Mon grand frère et moi
Ani wo mochihakoberu saizu ni
Ryôta Nakano
Année : 2025
Pays : Japon
Durée : 127 mn
Date de sortie nationale : 05/06/2026
VOST
Kô Shibasaki, Hikari Mitsushima, Joe Odagiri, Aoyama Himeno
Ryôta Nakano
« C’est quoi, la famille pour vous ? » La question, innocemment posée à Riko par une lectrice enthousiaste lors d’une rencontre publique, laisse l’autrice à succès sans voix. La famille… À tête reposée, devant le clavier de son ordinateur, dans le cocon intérieur qu’elle s’est aménagé pour pouvoir travailler chez elle, à la fois écrire en toute tranquillité et garder un œil sur sa vibrionnante maisonnée, Riko s’interroge. « Si la famille désigne ceux qui ont vécu sous le même toit, pour moi qui ai déjà perdu mes parents, la seule famille qu’il me reste, c’est mon mari, mes deux fils – et… » Et sans doute ce frère aîné, dont elle vient d’apprendre la disparition.

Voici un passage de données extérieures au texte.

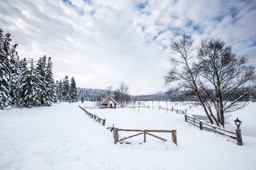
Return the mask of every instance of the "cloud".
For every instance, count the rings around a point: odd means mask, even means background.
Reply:
[[[22,58],[51,56],[56,80],[97,88],[123,80],[134,95],[166,90],[167,48],[181,28],[197,41],[220,36],[256,65],[255,14],[254,1],[0,2],[0,26]]]

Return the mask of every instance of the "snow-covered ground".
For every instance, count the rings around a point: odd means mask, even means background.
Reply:
[[[151,104],[152,102],[150,104]],[[184,121],[184,115],[158,108],[86,109],[105,118],[98,124],[79,105],[90,102],[61,103],[51,107],[0,111],[0,169],[255,169],[256,103],[251,103],[229,118],[226,128],[234,131],[233,120],[242,121],[243,146],[236,140],[200,130]],[[161,103],[165,107],[166,103]],[[165,105],[164,105],[165,104]],[[147,103],[146,104],[147,105]],[[168,108],[184,110],[186,105]],[[158,103],[154,103],[158,107]],[[139,111],[139,112],[138,112]],[[202,114],[188,109],[188,114]],[[177,146],[171,134],[155,134],[163,142],[147,135],[126,139],[134,144],[114,144],[106,129],[177,130]],[[131,133],[119,132],[119,139]],[[133,133],[135,134],[135,133]],[[229,141],[228,141],[229,140]]]

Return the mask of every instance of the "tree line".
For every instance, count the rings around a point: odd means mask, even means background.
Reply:
[[[30,108],[77,101],[73,78],[71,84],[67,76],[62,83],[55,83],[51,57],[44,56],[37,61],[20,60],[18,44],[11,45],[10,37],[0,28],[0,109],[13,105]]]
[[[123,82],[121,82],[119,86],[114,90],[112,85],[108,86],[105,90],[79,87],[77,96],[82,102],[83,101],[96,101],[98,105],[108,96],[110,96],[121,106],[123,107],[131,99],[129,91],[128,86]]]

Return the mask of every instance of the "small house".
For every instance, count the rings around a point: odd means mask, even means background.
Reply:
[[[101,103],[101,108],[112,108],[115,109],[117,108],[117,103],[110,96],[108,96]]]

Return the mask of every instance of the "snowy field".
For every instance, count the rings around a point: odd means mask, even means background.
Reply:
[[[19,108],[1,110],[0,169],[256,169],[256,103],[229,117],[226,128],[232,131],[233,120],[238,117],[242,121],[242,146],[236,140],[185,122],[183,114],[158,108],[139,112],[138,108],[86,109],[106,120],[104,126],[79,107],[93,104],[24,108],[20,116]],[[166,103],[160,104],[165,107]],[[188,109],[190,114],[203,114],[203,111]],[[119,129],[176,130],[177,146],[171,141],[171,134],[161,133],[155,134],[168,141],[147,135],[146,142],[140,144],[143,136],[139,135],[126,139],[133,144],[114,144],[113,133],[106,129],[113,124]],[[119,139],[130,134],[119,132]]]

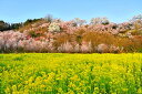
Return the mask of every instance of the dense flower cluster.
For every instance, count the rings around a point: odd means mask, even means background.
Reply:
[[[49,18],[50,20],[50,18]],[[0,32],[0,52],[141,52],[142,20],[112,23],[94,18],[90,23],[75,18],[39,19],[17,31]]]
[[[142,94],[139,53],[21,53],[0,60],[1,94]]]

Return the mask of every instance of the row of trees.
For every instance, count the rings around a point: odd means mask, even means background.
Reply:
[[[29,23],[39,21],[40,19],[28,19],[26,22],[21,22],[21,23],[8,23],[4,22],[2,20],[0,20],[0,31],[7,31],[7,30],[17,30],[23,25],[27,25]]]

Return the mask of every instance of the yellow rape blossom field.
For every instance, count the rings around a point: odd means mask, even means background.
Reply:
[[[142,54],[0,54],[0,94],[142,94]]]

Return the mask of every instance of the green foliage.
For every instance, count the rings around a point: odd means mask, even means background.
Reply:
[[[0,54],[1,94],[141,94],[142,54]]]

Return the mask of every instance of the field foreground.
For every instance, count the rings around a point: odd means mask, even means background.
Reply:
[[[142,94],[142,54],[0,54],[0,94]]]

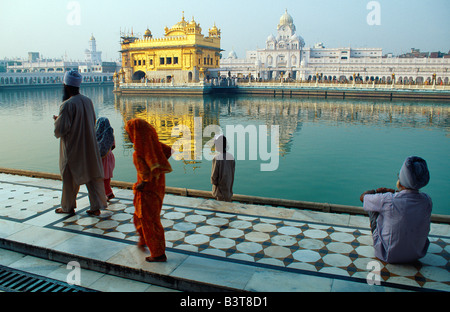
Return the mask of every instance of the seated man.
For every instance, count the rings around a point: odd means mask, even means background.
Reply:
[[[424,159],[408,157],[399,173],[398,191],[379,188],[361,194],[368,212],[375,256],[388,263],[408,263],[425,256],[432,201],[419,189],[430,174]]]

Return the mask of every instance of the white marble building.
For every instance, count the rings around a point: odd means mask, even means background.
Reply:
[[[394,57],[383,55],[381,48],[326,48],[323,43],[306,47],[286,11],[264,49],[247,51],[245,59],[232,51],[221,60],[220,70],[222,75],[260,80],[449,84],[449,68],[449,57]]]

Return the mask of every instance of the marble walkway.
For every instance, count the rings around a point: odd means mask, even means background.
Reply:
[[[61,182],[0,173],[0,260],[5,250],[156,285],[160,290],[450,291],[450,226],[432,224],[427,255],[391,265],[374,257],[368,218],[166,195],[166,263],[136,247],[133,193],[100,217],[55,214]],[[0,261],[1,262],[1,261]]]

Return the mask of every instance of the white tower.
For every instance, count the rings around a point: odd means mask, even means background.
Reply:
[[[97,52],[97,43],[94,35],[91,35],[91,39],[89,40],[89,49],[86,49],[84,53],[86,56],[86,62],[91,64],[102,63],[102,52]]]

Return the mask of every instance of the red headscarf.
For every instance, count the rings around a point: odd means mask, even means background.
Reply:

Qui habitait au diable, de l’autre côté de l’archipel. Qui avait fait et défait sa vie à de nombreuses reprises, en toute irresponsabilité. Qui ne lui écrivait que de très loin en très loin – principalement pour quémander de l’argent. Avec qui les relations ne furent – euphémisme – pas toujours faciles. Et qui ne se rappelle à son bon souvenir que pour régler les formalités de son décès !
Méthodique, organisée, responsable, c’est donc sans émotion excessive que la petite sœur et désormais seule « proche parente » du défunt saute dans le train direction Tagajō, préfecture de Miyagi, afin de clore une bonne fois pour toutes ce chapitre de sa vie. Or les fantômes sont parfois taquins, qui viennent sans crier gare hanter vos jours et vos nuits, se mêlent du présent, ravivent les souvenirs, plaident leur indéfendable cause… Et dans le genre indéfendable, le grand frère se pose un peu là ! Égoïste, fauché, parasite professionnel, hâbleur, lâche, menteur – surtout menteur. Indécrottable, invétéré, pathologique : avec un tel bagage, on comprend que Riko souhaite expédier les formalités en un temps record. Y compris la crémation, qui lui permettra de « réduire son frère pour le rendre transportable » – et au plus vite rentrer chez elle. Pourtant, mettre en ordre le chaos invraisemblable laissé par son frère ne sera pas une mince affaire, même aidée par l’ex-compagne dudit frère et leur fille aînée. Notamment, outre les factures impayées, l’appart dévasté, les souvenirs en miettes, il leur faudra apprivoiser Ryoichi, le fils cadet dont il avait obtenu la garde exclusive…
Le projet initial, pragmatique, de Riko de faire tenir son frère dans une urne funéraire et le ramener en train, va doucettement cheminer – et amener l’écrivaine à faire une place dans son cœur pour y conserver le meilleur de l’homme qu’elle a si peu connu, du frère protecteur, attentionné, dont petite fille elle avait pu être si proche.
Après nous avoir fait rire et émus aux larmes avec La Famille Asada (2023) le cinéaste Ryôta Nakano poursuit son exploration des liens familiaux avec sa touche unique, à la fois tendre, burlesque et un peu fleur bleue. La mort n’est jamais ici un sujet pesant : elle devient un espace d’émotion, de rituels et de gestes simples, où l’humour surgit souvent là où on ne l’attend pas. Derrière ses situations cocasses et ses fantômes bienveillants, Mon grand-frère et moi célèbre la réconciliation – non seulement avec les morts, mais aussi avec tout ce qu’on pensait avoir perdu en chemin. Pas question d’effacer les négligences ou les distances qui nous séparent : le film nous rappelle simplement qu’aucune faute ne définit une personne tout entière. Alors, Riko, finalement, une définition de la famille ? « C’est un refuge, pas un fardeau ». Il n’en fallait pas plus pour redonner à l’écrivaine le goût du lien et des petites joies de la vie.